From: Tom Lane <tgl(at)sss(dot)pgh(dot)pa(dot)us>
To: pgsql-hackers(at)postgreSQL(dot)org
Subject: Safer and faster get_attstatsslot()
Date: 2017-05-11 16:41:02
Message-ID: 16364.1494520862@sss.pgh.pa.us
Views: Raw Message | Whole Thread | Download mbox | Resend email
Thread:
Lists: pgsql-hackers

Monday's round of security patches was a lot more exciting than I would
have liked, because code that worked fine for Peter and me failed
erratically in the buildfarm. What eventually emerged was that I'd added
some missing free_attstatsslot() calls in rangetypes_selfuncs.c, and
naively copied the first argument (atttype) from the matching
get_attstatsslot() calls.
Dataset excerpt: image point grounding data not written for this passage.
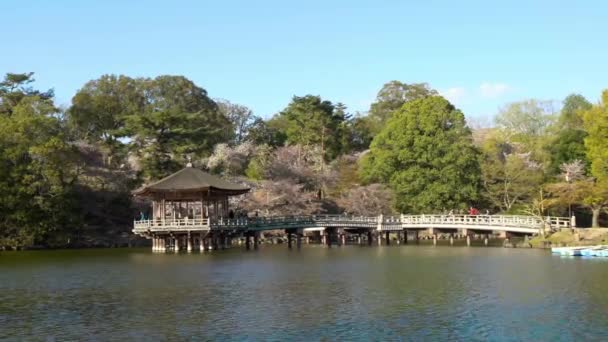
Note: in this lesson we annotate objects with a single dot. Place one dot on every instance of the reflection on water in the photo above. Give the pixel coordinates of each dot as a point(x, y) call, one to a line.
point(346, 293)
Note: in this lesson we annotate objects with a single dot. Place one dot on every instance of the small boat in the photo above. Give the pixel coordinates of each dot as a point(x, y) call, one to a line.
point(588, 251)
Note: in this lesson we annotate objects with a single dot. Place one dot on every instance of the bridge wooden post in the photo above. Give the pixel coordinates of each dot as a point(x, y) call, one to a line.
point(379, 229)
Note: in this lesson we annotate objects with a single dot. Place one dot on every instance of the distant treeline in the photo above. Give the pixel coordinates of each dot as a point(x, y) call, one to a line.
point(67, 173)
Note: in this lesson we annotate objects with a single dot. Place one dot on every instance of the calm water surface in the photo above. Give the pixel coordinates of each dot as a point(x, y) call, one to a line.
point(346, 293)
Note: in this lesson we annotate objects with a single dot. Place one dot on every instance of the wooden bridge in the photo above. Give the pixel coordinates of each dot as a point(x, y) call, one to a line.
point(215, 233)
point(509, 223)
point(189, 208)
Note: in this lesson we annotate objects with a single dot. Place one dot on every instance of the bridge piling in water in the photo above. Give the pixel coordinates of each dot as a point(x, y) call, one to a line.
point(177, 234)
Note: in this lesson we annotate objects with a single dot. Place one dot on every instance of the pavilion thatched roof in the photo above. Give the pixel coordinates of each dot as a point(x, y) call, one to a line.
point(190, 180)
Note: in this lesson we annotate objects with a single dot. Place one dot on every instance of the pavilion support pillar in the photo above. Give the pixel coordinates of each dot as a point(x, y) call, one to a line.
point(247, 241)
point(507, 237)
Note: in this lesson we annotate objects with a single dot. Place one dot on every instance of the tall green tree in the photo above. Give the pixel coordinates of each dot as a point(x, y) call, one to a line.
point(391, 98)
point(178, 119)
point(240, 117)
point(311, 121)
point(510, 178)
point(595, 121)
point(568, 138)
point(16, 87)
point(426, 156)
point(100, 108)
point(527, 124)
point(38, 205)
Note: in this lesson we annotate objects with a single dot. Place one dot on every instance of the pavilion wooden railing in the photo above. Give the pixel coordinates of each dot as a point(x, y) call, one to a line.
point(170, 224)
point(347, 221)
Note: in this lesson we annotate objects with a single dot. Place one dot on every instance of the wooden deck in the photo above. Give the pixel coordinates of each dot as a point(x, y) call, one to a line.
point(508, 223)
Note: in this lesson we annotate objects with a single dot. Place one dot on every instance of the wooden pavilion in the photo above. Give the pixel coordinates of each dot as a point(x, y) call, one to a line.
point(187, 201)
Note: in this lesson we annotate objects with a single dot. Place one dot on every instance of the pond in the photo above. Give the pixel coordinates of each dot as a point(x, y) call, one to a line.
point(315, 293)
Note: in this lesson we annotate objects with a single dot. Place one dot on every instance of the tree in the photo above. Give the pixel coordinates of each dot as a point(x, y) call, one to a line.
point(595, 191)
point(392, 97)
point(40, 169)
point(99, 111)
point(526, 124)
point(16, 87)
point(568, 143)
point(240, 117)
point(595, 121)
point(369, 200)
point(230, 161)
point(510, 179)
point(263, 133)
point(570, 116)
point(566, 192)
point(311, 121)
point(426, 156)
point(178, 119)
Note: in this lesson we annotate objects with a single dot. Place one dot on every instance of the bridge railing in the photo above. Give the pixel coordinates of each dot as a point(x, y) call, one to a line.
point(486, 220)
point(390, 222)
point(169, 224)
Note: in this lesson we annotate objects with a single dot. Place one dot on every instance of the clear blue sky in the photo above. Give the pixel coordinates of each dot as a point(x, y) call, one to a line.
point(480, 54)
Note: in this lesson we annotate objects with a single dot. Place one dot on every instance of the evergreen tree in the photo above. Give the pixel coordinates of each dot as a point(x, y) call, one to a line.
point(426, 156)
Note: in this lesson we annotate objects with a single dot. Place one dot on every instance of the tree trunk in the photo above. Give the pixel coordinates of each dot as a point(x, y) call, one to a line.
point(596, 218)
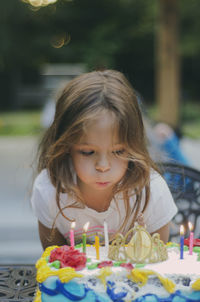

One of those atttype values was in fact
wrong for the slot in question; this had been missed for years because
get_attstatsslot() doesn't actually do anything with that argument.
I think that at one point we had, or at least in the original conception
intended to have, an Assert that the atttype matched the actual stats
array element type found in the pg_statistic row; but we had to remove
it because in some cases the type in pg_statistic is only
binary-compatible with the datatype the applied operator is expecting.

So the existing API for get_attstatsslot()/free_attstatsslot() is just
seriously bug-prone. It would be better if the caller did not have
to supply any type information; indeed really what we'd want is for
get_attstatsslot() to pass back the actual type it found in pg_statistic.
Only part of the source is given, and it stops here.